The bank has an authorized capital of 3.6 billion riyals.

"We have three deals in the pipeline," Abdulla bin Fahd Al Marri told the Reuters Middle East Investment Summit. "I think by the end of our first year we might be reaching about 45 pct of our capital spent on deals."

QFIB, a Shariah-compliant bank based in Qatar and regulated by its financial center, launched operations in March this year. The bank's shareholders are 60 percent Qatari and 40 percent from the Gulf Arab region, comprising high net worth individuals and government institutions.

Marri said the bank will focus its investment activities on the energy, property, financial, healthcare and industrial sectors.

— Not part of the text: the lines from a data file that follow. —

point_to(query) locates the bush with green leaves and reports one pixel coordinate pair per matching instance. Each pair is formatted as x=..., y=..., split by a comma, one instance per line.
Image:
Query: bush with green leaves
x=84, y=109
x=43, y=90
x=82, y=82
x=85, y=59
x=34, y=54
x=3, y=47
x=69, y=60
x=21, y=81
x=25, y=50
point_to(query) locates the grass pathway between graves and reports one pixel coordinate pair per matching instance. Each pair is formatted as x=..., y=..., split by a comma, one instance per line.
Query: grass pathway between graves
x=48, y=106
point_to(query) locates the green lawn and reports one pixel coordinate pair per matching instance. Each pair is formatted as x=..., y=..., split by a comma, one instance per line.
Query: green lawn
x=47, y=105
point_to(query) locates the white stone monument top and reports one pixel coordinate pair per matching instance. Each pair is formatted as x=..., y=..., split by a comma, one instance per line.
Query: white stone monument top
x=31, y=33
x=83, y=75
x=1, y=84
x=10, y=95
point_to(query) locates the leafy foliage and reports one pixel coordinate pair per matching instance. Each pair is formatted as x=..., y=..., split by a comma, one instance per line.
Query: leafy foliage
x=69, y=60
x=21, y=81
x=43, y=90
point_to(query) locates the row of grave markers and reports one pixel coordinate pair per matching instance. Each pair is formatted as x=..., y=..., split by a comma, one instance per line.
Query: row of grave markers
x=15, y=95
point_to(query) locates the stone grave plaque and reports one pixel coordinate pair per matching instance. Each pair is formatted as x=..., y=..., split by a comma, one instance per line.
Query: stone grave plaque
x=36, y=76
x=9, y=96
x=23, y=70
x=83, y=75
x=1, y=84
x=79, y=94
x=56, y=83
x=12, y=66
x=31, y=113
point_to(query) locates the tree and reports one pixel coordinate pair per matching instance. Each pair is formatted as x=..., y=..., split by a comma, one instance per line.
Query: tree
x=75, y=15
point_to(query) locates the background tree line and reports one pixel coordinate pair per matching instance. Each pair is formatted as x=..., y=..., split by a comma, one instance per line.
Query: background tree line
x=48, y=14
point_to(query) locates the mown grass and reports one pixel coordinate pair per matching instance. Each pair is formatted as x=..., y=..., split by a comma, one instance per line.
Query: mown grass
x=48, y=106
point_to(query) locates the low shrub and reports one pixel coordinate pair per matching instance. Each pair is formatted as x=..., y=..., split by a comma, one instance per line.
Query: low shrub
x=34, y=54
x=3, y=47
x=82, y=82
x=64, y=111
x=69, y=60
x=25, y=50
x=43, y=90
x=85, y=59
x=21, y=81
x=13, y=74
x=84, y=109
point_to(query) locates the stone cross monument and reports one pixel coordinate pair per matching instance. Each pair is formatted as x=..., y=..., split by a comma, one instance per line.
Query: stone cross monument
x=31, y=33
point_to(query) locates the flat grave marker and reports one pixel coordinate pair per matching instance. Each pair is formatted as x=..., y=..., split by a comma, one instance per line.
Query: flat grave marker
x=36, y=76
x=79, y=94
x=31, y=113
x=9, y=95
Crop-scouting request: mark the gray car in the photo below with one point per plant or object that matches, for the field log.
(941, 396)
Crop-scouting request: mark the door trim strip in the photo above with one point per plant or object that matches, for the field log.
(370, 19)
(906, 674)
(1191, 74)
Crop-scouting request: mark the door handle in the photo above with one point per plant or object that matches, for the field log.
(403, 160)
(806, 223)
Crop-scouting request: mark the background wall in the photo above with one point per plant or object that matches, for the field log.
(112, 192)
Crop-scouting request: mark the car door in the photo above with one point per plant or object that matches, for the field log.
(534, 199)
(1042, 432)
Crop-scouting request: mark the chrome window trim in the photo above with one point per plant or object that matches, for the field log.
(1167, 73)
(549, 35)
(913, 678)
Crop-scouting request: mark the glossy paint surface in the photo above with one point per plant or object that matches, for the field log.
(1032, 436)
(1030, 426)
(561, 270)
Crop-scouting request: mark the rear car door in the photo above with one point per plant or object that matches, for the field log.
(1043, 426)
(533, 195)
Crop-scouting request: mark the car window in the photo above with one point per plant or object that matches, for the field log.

Among the deals the banks is reviewing is the acquisition of a controlling stake in a large regional company, said Marri, adding he hoped to conclude the deal in two to three weeks.

"We are reviewing a deal in the industrial sector; buying over 70 percent of a company that owns seven factories in the GCC (Gulf Cooperation Council)," he said.

"It's a very good company ... going through expansion and because of the crisis that became a little difficult. They were looking for a new investor so we seized the opportunity."

Other upcoming acquisitions include a joint deal in Turkey with a Gulf Arab sovereign wealth fund to buy a stake in an "established" services company.

The bank is also eyeing a deal in the healthcare sector in the Levant region (Syria, Lebanon, Jordan and Palestinian territories), which could be announced by the end of this year or early 2010, Marri said.

For the first two years of operation, Marri said the bank will focus on the Gulf Arab, Middle East and North Africa regions as well as Turkey, which could serve as a gateway into central Asia.

"Central Asia is very important; it's a virgin market. Central Asia has a lot of opportunities we believe, especially in the basic industries," Marri said.